Earlier Sunday, Sacracmento police chief Kathy Lester said at a news conference that police were patrolling the area two blocks from the Capitol at about 2 a.m. when they heard gunfire and rushed to the scene. They found a large crowd gathered and three men and three women were pronounced dead at the scene. Another 12 people either took themselves or were transported to hospitals, police said in a statement. No information has been provided about their conditions.
The identities of the victims are being withheld pending notification of their families. Lester said all the victims were adults.
Sacramento Mayor Darrell Steinberg on Sunday pleaded for an end to gun violence not just in California's capital but throughout the country.
"It's a sickness in our country, it's a sickness in our culture," Steinberg said.
Authorities urged witnesses or anyone with recordings of the shooting to contact police. They distributed a QR code for anyone to to scan and submit video from the scene.
"We're asking for the public's help in helping us to identify the suspects in this," Lester said. Asked if authorities were searching for one or more than one suspects, Lester told reporters that she did not know.
Shortly after the shooting, video was posted on Twitter that showed people running through the street amid the sound of rapid gunfire in the city of about 525,000 people located 75 miles from San Francisco.
Kelsey Schar, 18, was staying on the fourth floor of Citizen Hotel when she said she heard gunshots and saw flashes in the dark. She walked to the window and "saw a guy running and just shooting," Schar told The Associated Press in an interview.
Her friend, Madalyn Woodard said she saw a crowd in the street scatter amid the gunfire. A girl who appeared to have been shot in the arm lying on the ground, Woodard said. Security guards from a nearby nightclub rushed to help the girl with what looked like napkins to try to stanch the bleeding.
Sunday's violence was the third time in the U.S. this year that at least six people were killed in a mass shooting, according to a database compiled by The Associated Press, USA Today and Northeastern University. And it was the second mass shooting in Sacramento in the last five weeks.
On February 28, a father killed his three daughters, a chaperone and himself in a church during a weekly supervised visitation. David Mora, 39, was armed with a homemade semiautomatic rifle-style weapon, even though he was under a restraining order that prohibited him from possessing a firearm.
Councilmember Katie Valenzuela, who represents area where the shooting happened, said she's fielded phone calls reporting many violent incidents in her district in the 15 months she's been in office.
Valenzuela cried at a news conference as she told reporters that the latest phone call woke her up at 2:30 a.m.

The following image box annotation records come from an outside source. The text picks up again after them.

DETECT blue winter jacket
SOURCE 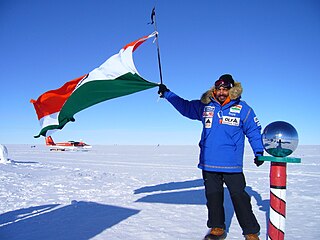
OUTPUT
[164,91,263,173]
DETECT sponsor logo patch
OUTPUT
[230,105,242,113]
[204,118,212,128]
[202,106,214,117]
[253,117,261,126]
[222,116,240,126]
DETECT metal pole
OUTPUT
[151,7,162,84]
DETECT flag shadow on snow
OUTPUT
[134,179,269,231]
[0,201,140,240]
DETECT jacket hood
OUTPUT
[200,82,243,104]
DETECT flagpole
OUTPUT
[151,7,163,84]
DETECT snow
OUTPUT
[0,145,320,240]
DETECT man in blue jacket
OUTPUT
[158,74,263,240]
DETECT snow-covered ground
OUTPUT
[0,145,320,240]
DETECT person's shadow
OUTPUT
[0,201,140,240]
[134,179,269,232]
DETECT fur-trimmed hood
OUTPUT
[200,82,242,104]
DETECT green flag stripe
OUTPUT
[58,73,158,126]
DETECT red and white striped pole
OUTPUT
[268,162,287,240]
[259,121,301,240]
[259,156,301,240]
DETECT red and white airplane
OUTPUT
[46,136,92,151]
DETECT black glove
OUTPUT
[158,83,169,98]
[254,152,264,167]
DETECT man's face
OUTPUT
[214,87,229,104]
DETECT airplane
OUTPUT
[46,136,92,151]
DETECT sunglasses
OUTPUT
[214,79,233,89]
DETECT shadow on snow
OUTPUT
[134,179,269,231]
[0,201,139,240]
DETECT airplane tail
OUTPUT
[46,136,55,146]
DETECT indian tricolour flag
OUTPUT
[30,32,158,137]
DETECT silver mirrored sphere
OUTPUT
[262,121,299,157]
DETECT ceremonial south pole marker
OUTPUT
[259,121,301,240]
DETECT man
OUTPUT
[158,74,263,240]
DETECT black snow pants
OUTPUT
[202,171,260,235]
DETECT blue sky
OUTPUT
[0,0,320,144]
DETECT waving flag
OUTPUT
[30,32,158,137]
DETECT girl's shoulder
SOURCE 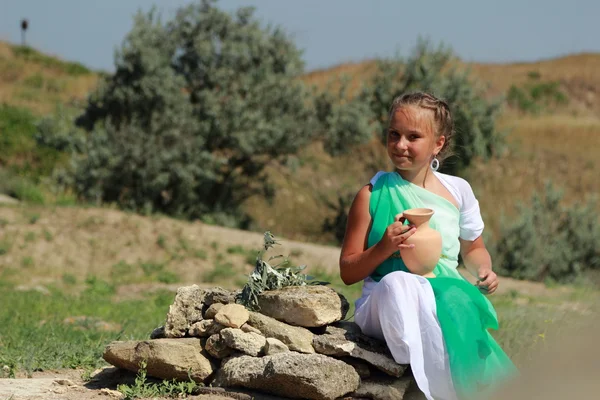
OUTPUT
[435,172,476,209]
[369,171,389,186]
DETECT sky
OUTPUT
[0,0,600,71]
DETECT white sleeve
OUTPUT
[369,171,385,186]
[459,179,484,240]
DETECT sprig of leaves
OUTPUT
[236,231,329,311]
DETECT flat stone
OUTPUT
[313,324,407,377]
[213,352,360,400]
[351,377,412,400]
[103,338,214,383]
[248,312,315,353]
[204,333,233,359]
[265,338,290,356]
[215,304,249,328]
[188,319,226,337]
[165,285,206,338]
[258,285,350,328]
[204,303,225,319]
[220,328,266,357]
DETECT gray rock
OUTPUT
[240,324,264,336]
[165,285,206,338]
[204,333,233,359]
[188,319,226,337]
[265,338,290,356]
[204,303,225,319]
[248,312,315,353]
[351,377,412,400]
[213,352,360,400]
[340,357,371,379]
[258,286,349,327]
[103,338,214,383]
[221,328,266,357]
[204,286,236,307]
[150,326,166,339]
[215,304,249,328]
[313,324,407,377]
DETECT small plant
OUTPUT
[44,229,54,242]
[194,249,207,260]
[0,239,12,256]
[236,231,329,310]
[156,234,167,250]
[21,256,33,268]
[117,361,200,400]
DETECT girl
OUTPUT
[340,92,516,399]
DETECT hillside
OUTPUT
[0,41,98,115]
[0,42,600,243]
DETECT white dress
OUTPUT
[354,172,483,400]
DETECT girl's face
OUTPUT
[387,106,445,171]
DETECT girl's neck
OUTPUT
[396,166,435,187]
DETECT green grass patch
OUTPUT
[0,277,174,372]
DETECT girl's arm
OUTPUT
[340,185,415,285]
[460,236,499,294]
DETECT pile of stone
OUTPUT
[104,285,420,399]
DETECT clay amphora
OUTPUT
[400,208,442,277]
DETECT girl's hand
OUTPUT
[477,268,500,294]
[379,214,417,255]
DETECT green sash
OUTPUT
[367,172,516,398]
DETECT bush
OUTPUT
[72,0,370,227]
[494,183,600,282]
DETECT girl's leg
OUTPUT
[354,271,456,399]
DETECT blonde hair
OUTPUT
[389,92,454,163]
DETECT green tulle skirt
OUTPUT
[428,277,517,399]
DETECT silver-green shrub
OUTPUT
[73,0,371,226]
[492,183,600,282]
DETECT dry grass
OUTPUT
[468,111,600,232]
[0,42,98,115]
[0,206,339,289]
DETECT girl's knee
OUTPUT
[379,271,410,290]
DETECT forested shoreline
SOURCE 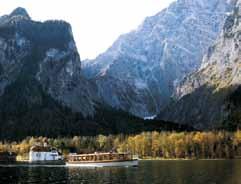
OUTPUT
[0,131,241,159]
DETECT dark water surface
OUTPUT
[0,160,241,184]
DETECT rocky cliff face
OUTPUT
[0,8,96,116]
[83,0,232,117]
[0,8,185,140]
[159,1,241,129]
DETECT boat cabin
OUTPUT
[29,146,63,162]
[68,153,133,162]
[0,151,17,163]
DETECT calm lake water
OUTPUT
[0,160,241,184]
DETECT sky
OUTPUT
[0,0,174,59]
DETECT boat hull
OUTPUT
[66,160,138,167]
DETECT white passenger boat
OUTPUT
[66,153,138,167]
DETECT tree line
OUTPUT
[0,131,241,159]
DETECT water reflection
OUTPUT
[0,160,241,184]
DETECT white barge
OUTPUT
[66,153,138,167]
[29,146,63,164]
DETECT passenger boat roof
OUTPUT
[30,146,56,152]
[69,152,128,156]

Sunday with details about the latest tragedy.
"I'm heartbroken and I'm outraged," she said. "Our community deserves better than this."
Steinberg decried rising gun violence at the news conference and said city officials would support the victims. He said the city has worked hard to attract people back to its downtown since the start of the COVID-19 pandemic, and that despite the shooting, the city was safe.
"This morning our city has a broken heart," Steinberg said. "This is a senseless and unacceptable tragedy."
Gov. Gavin Newsom said in a statement that his administration was working closely with law enforcement.
"What we do know at this point is that another mass casualty shooting has occurred, leaving families with lost loved ones, multiple individuals injured and a community in grief," he said.
The area where Sunday's shooting occurred is packed with restaurants and bars. Nightclubs close at 2 a.m. and it's normal for streets to be full of people at that hour.
Kay Harris, 32, told AP she was asleep when one of her family members called to say they thought her brother Sergio Harris had been killed. She said she thought he had been at the London nightclub, which is near the shooting.
Harris said she has been to the club a few times and described it as a place for "the younger crowd." She spent the morning circling the block waiting for news.
"Very much so a senseless, violent act," she said.
Pamela Harris, Sergio Harris' mother, told The Sacramento Bee the family has not heard from him yet.
"We just want to know what happened to him," Pamela Harris told the newspaper. "Not knowing anything is just hard to face."
Berry Accius, a community activist, said he came to the scene shortly after the shooting happened.
"The first thing I saw was like victims. I saw a young girl with a whole bunch of blood in her body, a girl taking off glass from her, a young girl screaming saying, 'They killed my sister.' A mother running up, 'Where's my son, has my son been shot?'" he said.
UC Davis Medical Center received four patients from the downtown shooting, spokesperson Stephanie Winn said. She declined to provide their genders or conditions, referring media to police.
Ten ambulances and fifty first responders from the Sacramento Fire Department responded to the shooting, according to Capt. Keith Wade.